第92話 熱導回路都市ヴァヌーツ(1)
赤色の髪に滴る、夜空の月を閉じ込めた雫。
褐色のうなじを導かれるように滑る、砂漠の色に染まった雫。
「済みました、ヴィガリザさま」
「ハイハイ、あんがと」
とぷんと日が暮れた夜の時間。
議事堂横に新設された、超大きな露天風呂。
人の匂いと果実の香りが混じる湯気の中。湯船に浸かるヴィガリザさまの髪のお手入れを終え、わたしとイーリアレははがねの浴槽に身を沈めました。
「ふわー、いいお湯ですねえ」
「はい、ひめさま」
ヴァヌーツは火と鋼の島。しかし、この島の人はお湯を沸かすのに火込め石を使わないのです。
その仕組みは料理同様、はがね石。はがね石はそのもの自体の熱を変化させることが出来ますが、内蔵した熱エネルギーを貯蓄し、任意に放熱させることも可能なのだとか。
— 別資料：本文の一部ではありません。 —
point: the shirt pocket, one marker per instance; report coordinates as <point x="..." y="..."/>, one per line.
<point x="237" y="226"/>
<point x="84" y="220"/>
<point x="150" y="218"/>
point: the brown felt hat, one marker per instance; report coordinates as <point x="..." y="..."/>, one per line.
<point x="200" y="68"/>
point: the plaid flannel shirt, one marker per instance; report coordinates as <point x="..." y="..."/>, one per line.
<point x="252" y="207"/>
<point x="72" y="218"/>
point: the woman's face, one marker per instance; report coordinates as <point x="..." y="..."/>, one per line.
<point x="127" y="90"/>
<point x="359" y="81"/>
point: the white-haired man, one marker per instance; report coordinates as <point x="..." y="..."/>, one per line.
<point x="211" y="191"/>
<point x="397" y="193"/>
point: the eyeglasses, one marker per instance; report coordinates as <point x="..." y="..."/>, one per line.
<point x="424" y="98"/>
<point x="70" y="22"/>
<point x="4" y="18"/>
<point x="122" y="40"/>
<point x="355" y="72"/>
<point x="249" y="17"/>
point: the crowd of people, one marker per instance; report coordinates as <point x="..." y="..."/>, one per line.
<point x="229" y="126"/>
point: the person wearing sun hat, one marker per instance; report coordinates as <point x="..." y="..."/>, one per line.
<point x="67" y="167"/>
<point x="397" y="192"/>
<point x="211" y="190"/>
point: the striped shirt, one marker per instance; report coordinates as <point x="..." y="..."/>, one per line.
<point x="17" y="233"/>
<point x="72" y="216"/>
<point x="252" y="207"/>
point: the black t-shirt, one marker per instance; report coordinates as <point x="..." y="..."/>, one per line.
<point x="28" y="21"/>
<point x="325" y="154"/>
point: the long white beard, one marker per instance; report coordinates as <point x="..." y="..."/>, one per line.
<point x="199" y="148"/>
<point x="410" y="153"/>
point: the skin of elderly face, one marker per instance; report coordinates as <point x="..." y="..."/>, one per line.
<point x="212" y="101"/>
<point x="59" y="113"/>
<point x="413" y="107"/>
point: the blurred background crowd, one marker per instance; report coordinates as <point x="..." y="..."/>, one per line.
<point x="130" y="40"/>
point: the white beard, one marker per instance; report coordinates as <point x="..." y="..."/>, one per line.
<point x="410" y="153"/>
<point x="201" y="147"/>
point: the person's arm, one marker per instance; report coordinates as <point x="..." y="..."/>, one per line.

このお湯は日中蓄えた太陽熱で沸かされているそうで。うーん、干渉能力もそうですが、はがね石がここまで応用の利く石だとは思いませんでした。
わたしの隣、ヴィガリザさまは長い髪をまとめようとしばらくわちゃわちゃしていましたが、やがてメンドくさくなったのか、はがねの髪飾りでバチッと固定。後頭部にもさっとした塊を作ったまま、浴槽の縁にぐでんと体を預け、
「そーだ、メイア。アンタもー明日ッから自由ね、自由」
「ほえ? と、言いますと?」
「だーら自由ッつッたじゃん。こッちはもーアンタがどんな人間か大体分かッたのよ。だけどアンタの方は? ッつーハナシー」
つまり、わたしの島主研修期間は今日で修了。帰るのも残るのも自由というお達し。
「知りてーことあんなら、見たいとこ見てけばいんじゃん? 聞きたいことあったら近くのヤツ捕まえな」
「はい、ありがとうございます。ヴィガリザさま」
「ま、こッちゃあちゃんと連絡取れる相手なら何の文句もねー訳よ」
「こ、これからもどうぞよろしくお願いしましゅ……」
島主は持たざる者に与える役目。島民の生活を保障し、共同体を維持する人。あと、たまーに他の島と連絡をするくらいの、ゆるーい責任者。
という認識はあくまでお母さま的なもので、その把握は超絶ふんわりしたものだったのです。
ですよねー、そんなはずありませんでした!
そもそも、他の島との連絡を日常的にしていた海守のお母さまと、虚弱で引きこもりだったわたしとでは交友関係の幅がダンチなわけでして。そのわたしがアルカディメイアで得た知人だけで島主かませるはずがなかったのです。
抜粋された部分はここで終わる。